Oh, come! This is monstrous unfair to David, the Milky Bar Kid. He's the only one who has the same air of youth and confusion as Cameron - and is the obvious choice for Labour who are scared rigid of the Tory leader's unwrinkled brow. No traumatised Gordon, no snarling Ed, no...oh well...I give up. What we all need is a good dose of John Prescott - that would revive the electorate - and together with Boris in London, give us all a change from po-faced politics. Imagine!

knave
13 June 2008 at 07:06

The Labour Party has never really had great leaders. Capable politicians like Wilson, Attlee and Blair but not great charismatic leaders (perhaps Gaitskill).

"Great" leaders are usually Tory, such as Thatcher and Churchill. They like a good rally and salute.

The real battle of the labour party is between the neo economic liberals (who if they win we will have 5 parties who spout neo liberal economic policies (Labour, lib dems, Tory, UKIP and Libertarian and is that good for democracy) and the social democrats who believe there is role for the state and the collective. Taghiof wrote a brilliant analysis of the passive social state on another thread.

This is the problem.

If there were journalists who had the courage to put forward the argument for social democracy instead of revamped Gladstonian Laisee Faire economics mixed with Charles Murrays philosophy on the poor.

this is current norm. Aka Nick Cohen

Ah, if Tag was the political editor of the NS

As Billy Bragg once sang "Which side are you on"

writeon
13 June 2008 at 08:28

I'm not convinced that the current leadership of New Labour are particularly interested in politics at all, rather they are a group of semi-competent, managers and technocrats at the head of a kind of corporate state, a state where 'politics' is little more than a form of distraction and ideology has been replaced by rhetoric and an emphasis on personalities.

To be fair this really isn't their fault. The decline in Britain's democractic institutions didn't occur overnight, it is part of a process lasting decades, the rot really setting in with Thatcherism and its 'humane' face - Blarism. The New Labour leadership mildly accepts too many of the assumptions and policies of the Thatchrite counter-revolution, which succeeded in undermining and crushing Labour's base. Labour also surrendered to the idea that it couldn't get elected if it got on the wrong side of the Murdoch press and especially the might Sun. Over a whole range of issues this effectively gives the right a form of veto over government policy.

knave
13 June 2008 at 11:04

You are right on , write on.

What is needed is a rebirth of the labour party and get back to first principles.
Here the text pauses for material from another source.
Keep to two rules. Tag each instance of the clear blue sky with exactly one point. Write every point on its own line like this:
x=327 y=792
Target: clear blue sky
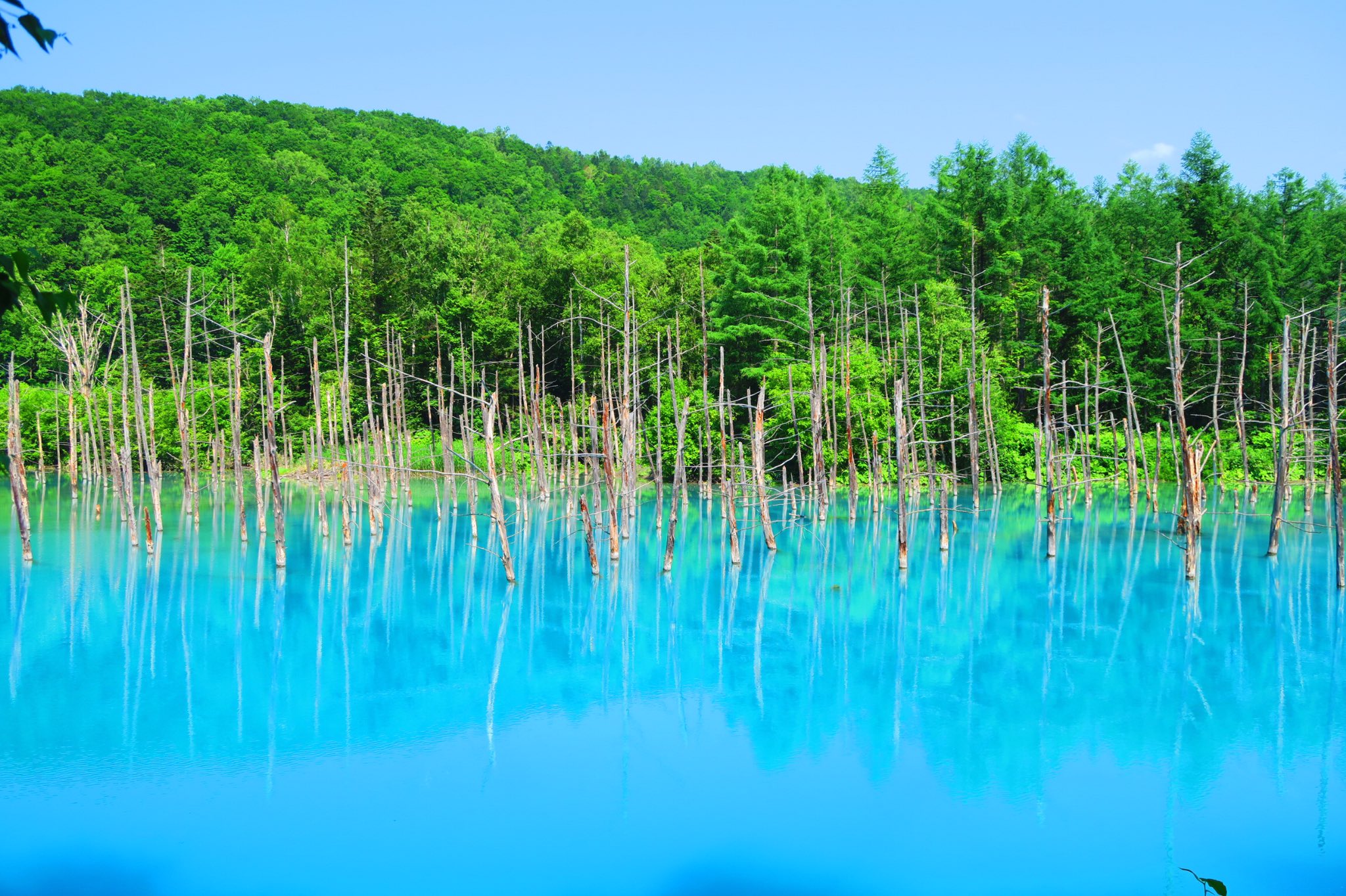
x=750 y=84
1. You are there for the collective good.

2. You have and always have been a social democratic party in the old sense of the word.

3. Believes that a society is based on how we treat the weak, the poor and the dispossed.

4. You are there because you believe in the public good not your own. one way this could be achieved is to make it a party rule that you can only stand for for 2 political terms.

5. Not all problems can be solved by the market.

For all the rhetoric of progressive conservatism that is espoused in this column, murdochs press and the majority of the media it is still the Gladstonian/ Malthusian philosopy of survival of the fittest. Even the saint like JS Mill was a Gladstonian liberal who greatly admired Thomas Malthus

writeon
13 June 2008 at 19:43

I think what's needed, among other things, is a radical and focused programme to rivive and thouroughly re-invigorate the concept of citizenship in Britain.

There is far too much emphasis on parliamentary elections and the beauty contest between the party leaders. It's become far too presidential in style and content. This degeneration of the parliamentary system is a bad thing for democracy.

Also one urgently needs to introduce reform of the voting system so that it truly reflects the political attitudes of the electorate. First past the post is simply too primative a way to choose a candidate. It's a bizarre system where biggest party 'wins' even though it's 'lost' the popular or majority support. How can one possibly think such a system is democratic. It's like form of sanctioned minority rule or even dictatorship. We are even moving towards the American system where the party which manages to scrape around 25% of the possible votes - 'wins' - because one careful designed a system that effectively disenfranchaises around half the electorate, and they call it democracy!

Also New Labour could repeal the worst excesses of Thatcher's anti-union legislation, which has severely weakened the union movement, dragged wages and conditions down and taken away the only real power ordinary people have, the power of their numbers and the right to withdraw their labour and properly organize to protect and defend themselves from the ravages of the free market. The balance has been tipped too far in the direction of freedom for market forces whilst freedom for working people has been severely curtailed. Britain's workforce is arguably the least 'free' in all of western europe and probably the weakest.

I'm sure people will think this means a return to the bad old days, yet were the bad old days really so bad? At least one had an 'opposition' both in parliament and crucially, outside parliament.

I think the 60's were a period of almost unrivalled 'freedom' in Britain and political activity. There was also far more debate and discussion about politics and the direction society should take. Seen in a longer historical perspective, this period was probably the most politically and culturally 'free' since the English Civil War, at least for ordinary people who began to question the fundamentals of how society was organized and wealth and power distributed.

But these two short periods of 'freedom' were, and have been, replaced by 'business as usual'. That is minority rule by a powerful, wealthy and priviliged elite. The people needed to be taught a lesson and disciplined, and that's what Thatcherism really was, a form of collective punishment for the 'excesses' and 'threats' to the established social order typified by what we call the sixties.

I'm glad I was alive in the sixties, compared to now it almost seems like a golden age, at least culturally, even though there were substantial economic problems. I wonder if we'll see anything like the sixties again? Not in the controlled and increasingly totalitarian country we live in now. Perhaps we'll have to wait another couple of centuries for freedom and democracy to return again? And maybe that should be the real lesson of the sixties we should all think about and learn?